Marcelo Carvalho, director of the hemotherapy division at the Campinas blood center, a relatively wealthy city near Sao Paulo, reported the two cases of Zika infections caused by blood transfusions, which occurred in the first part of last year.
In one case, a patient received a transfusion in March. Days after giving blood, the donor reported experiencing dengue-like symptoms. After an investigation, both he and a man who had received the transfusion were found to have Zika.
“It was just a laboratory infection. There was no clinical manifestation,” Carvalho said of the transfusion recipient. The Brazilian government says people who get Zika usually show few, if any, symptoms.
Another case of transmission by blood transfusion took place in February 2015 in a hospital run by the University of Campinas, which also runs the blood bank. A man who had been shot is believed to have caught Zika from one of about 100 blood transfusions he received during three months at the hospital, Carvalho said.
“He got fever. He had various infections during internment, multiple organs failed, he got very sick,” Carvalho said. Dengue was suspected, but results of a test of his blood that came back in December showed Zika. The patient died of the gunshot wounds. Last month, a test on the donor showed Zika.

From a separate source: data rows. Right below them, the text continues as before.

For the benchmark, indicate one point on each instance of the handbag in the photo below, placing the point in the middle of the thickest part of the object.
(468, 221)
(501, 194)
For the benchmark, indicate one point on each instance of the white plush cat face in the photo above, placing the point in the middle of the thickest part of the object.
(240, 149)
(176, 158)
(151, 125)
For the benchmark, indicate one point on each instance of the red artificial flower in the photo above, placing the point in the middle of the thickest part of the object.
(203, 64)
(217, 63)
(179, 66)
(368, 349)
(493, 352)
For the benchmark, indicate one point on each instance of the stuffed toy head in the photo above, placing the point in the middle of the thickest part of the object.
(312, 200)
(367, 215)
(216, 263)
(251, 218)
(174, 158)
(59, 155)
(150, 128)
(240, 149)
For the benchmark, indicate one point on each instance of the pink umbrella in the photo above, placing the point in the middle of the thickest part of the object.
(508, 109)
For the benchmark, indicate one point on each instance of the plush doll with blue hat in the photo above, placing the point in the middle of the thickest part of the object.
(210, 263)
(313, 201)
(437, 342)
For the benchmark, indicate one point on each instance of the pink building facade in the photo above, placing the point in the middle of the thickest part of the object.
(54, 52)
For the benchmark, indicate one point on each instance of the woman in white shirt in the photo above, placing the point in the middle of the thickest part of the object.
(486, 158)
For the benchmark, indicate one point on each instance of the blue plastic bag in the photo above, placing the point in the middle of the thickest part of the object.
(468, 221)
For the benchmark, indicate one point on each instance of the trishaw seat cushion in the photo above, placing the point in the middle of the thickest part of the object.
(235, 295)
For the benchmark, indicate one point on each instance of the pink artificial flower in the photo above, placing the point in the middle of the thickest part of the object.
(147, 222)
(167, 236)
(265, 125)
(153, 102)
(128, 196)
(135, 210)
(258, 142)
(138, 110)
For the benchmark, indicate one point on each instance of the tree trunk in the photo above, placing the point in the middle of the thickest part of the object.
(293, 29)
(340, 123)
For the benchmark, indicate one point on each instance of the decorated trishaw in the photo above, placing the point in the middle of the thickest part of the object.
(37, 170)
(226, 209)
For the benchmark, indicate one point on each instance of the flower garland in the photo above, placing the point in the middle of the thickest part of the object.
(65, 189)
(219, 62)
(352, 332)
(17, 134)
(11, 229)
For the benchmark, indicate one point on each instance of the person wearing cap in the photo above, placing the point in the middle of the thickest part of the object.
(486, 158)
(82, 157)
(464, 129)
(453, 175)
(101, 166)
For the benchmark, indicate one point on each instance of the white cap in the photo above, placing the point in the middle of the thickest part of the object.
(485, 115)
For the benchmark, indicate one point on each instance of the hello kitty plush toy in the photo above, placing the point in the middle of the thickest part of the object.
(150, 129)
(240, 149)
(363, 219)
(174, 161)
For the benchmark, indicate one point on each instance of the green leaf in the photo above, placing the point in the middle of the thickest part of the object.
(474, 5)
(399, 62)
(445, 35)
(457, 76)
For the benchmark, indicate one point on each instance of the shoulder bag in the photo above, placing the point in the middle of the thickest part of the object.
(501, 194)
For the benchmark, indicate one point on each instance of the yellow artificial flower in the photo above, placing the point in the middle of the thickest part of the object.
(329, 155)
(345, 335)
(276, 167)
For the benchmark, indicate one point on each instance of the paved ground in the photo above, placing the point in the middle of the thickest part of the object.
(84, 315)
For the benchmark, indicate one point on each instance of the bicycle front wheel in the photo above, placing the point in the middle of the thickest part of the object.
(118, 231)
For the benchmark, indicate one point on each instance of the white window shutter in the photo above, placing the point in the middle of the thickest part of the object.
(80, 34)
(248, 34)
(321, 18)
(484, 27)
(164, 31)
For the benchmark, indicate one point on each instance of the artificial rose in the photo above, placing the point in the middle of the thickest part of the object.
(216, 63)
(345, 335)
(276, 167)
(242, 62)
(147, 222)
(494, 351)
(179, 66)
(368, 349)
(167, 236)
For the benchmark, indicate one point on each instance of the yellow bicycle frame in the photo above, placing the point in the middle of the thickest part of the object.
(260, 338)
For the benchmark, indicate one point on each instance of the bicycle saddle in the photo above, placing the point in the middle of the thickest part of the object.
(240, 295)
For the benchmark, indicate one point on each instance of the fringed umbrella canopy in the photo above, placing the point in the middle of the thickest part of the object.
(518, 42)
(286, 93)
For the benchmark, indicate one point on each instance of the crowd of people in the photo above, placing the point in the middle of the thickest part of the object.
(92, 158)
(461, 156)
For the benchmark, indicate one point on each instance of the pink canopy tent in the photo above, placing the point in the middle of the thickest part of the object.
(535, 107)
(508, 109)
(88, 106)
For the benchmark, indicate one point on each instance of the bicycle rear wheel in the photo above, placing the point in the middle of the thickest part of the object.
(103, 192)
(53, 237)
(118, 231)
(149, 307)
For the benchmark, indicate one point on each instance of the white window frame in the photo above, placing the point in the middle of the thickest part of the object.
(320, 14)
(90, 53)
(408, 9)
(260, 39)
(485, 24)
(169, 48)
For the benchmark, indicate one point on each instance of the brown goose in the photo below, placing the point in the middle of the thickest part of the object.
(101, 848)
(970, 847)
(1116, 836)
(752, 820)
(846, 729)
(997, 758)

“The donor was contacted and said that days after the donation he presented symptoms comparable with Zika and he recovered well without any complications,” Carvalho said.
He said new procedures had reduced the risk of patients getting Zika from blood transfusions.
“All the actions, as much governmental as by society, should be focused on the control of the vector, the mosquito,” Carvalho said. “The risk of transmission by transfusion is millions of times less than the risk of transmission by the mosquito.”
Worries about Zika in the blood supply have been a growing concern for health officials around the world. The American Red Cross and health officials in Canada and Britain have been urging people who have traveled to regions affected by the Zika virus to wait at least four weeks before giving blood.
Officials at the Food and Drug Administration said this week that they are assessing whether travelers who have visited places with local Zika transmission should defer donating blood. The FDA did not immediately respond to a request for comment Thursday.
The American Association of Blood Banks, the professional standards group, said that its 28day self-deferral recommendation also applies to other tropical viruses, such as dengue and chikungunya, and that it should result in only minor decreases — about 2.25 percent — in overall donations of blood.